Saint Paul may have been one of the first prisoners “for the Lord,” but he was certainly not the last. Lutheran pastor Dietrich Bonhoeffer’s Letters and Papers from Prison, Jesuit youth leader Alfred Delp’s Prison Writings, and Baptist preacher Martin Luther King’s “Letter from Birmingham Jail” remind us that some of the most compelling Christian writing in the last century has been produced not in ivory towers but in jail cells. What’s especially striking about this body of literature is the way it transcends ecclesiastical boundaries and denominational loyalties.

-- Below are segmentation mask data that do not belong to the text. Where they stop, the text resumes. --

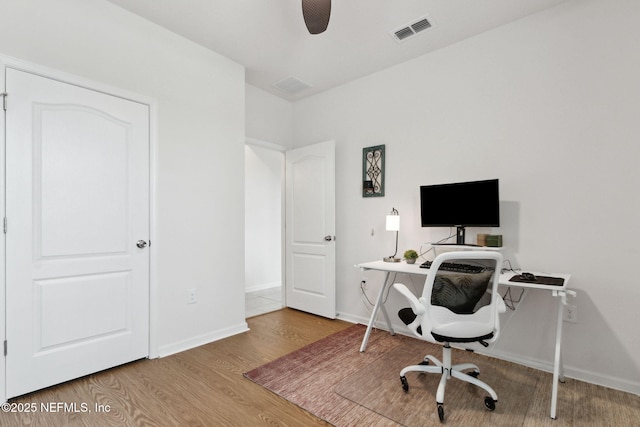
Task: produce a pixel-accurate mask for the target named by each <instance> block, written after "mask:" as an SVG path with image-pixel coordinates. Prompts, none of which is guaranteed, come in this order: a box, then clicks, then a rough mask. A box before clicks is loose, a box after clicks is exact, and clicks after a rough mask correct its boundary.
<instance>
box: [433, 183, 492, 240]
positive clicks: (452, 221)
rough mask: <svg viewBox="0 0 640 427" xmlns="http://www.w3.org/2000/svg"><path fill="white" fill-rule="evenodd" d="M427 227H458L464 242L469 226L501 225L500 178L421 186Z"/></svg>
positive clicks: (486, 225) (482, 226) (484, 226)
mask: <svg viewBox="0 0 640 427" xmlns="http://www.w3.org/2000/svg"><path fill="white" fill-rule="evenodd" d="M420 216H421V220H422V226H423V227H457V239H456V244H458V245H463V244H464V243H465V242H464V232H465V227H499V226H500V197H499V190H498V180H497V179H490V180H484V181H471V182H456V183H450V184H438V185H423V186H421V187H420Z"/></svg>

Awareness of a faith familiar with incarceration casts an illuminating shadow of its own on the Week of Prayer for Christian Unity. Paul’s paean to “one Lord, one faith, one baptism” is regularly highlighted in earnest calls for Christian reconciliation. And rightly so. His status as “prisoner for the Lord,” however, forces us to recognize at the same time the contemporary reality of a persecuted Christianity in war-torn and injustice-stricken parts of our world.
The coincidence of the Week of Prayer for Christian Unity with the celebration of the legacy of Martin Luther King may be providential. In his contribution to Christian prison literature, written on scraps of newspapers and toilet tissue, King drew upon the great tradition of Christian thought—from Augustine and Aquinas to leading Protestant figures—to make an unforgettable case for the “extremism” of love. We know the ecumenism of the seminar room and the soup kitchen. The ecumenism of the cell block may be the most powerful of all.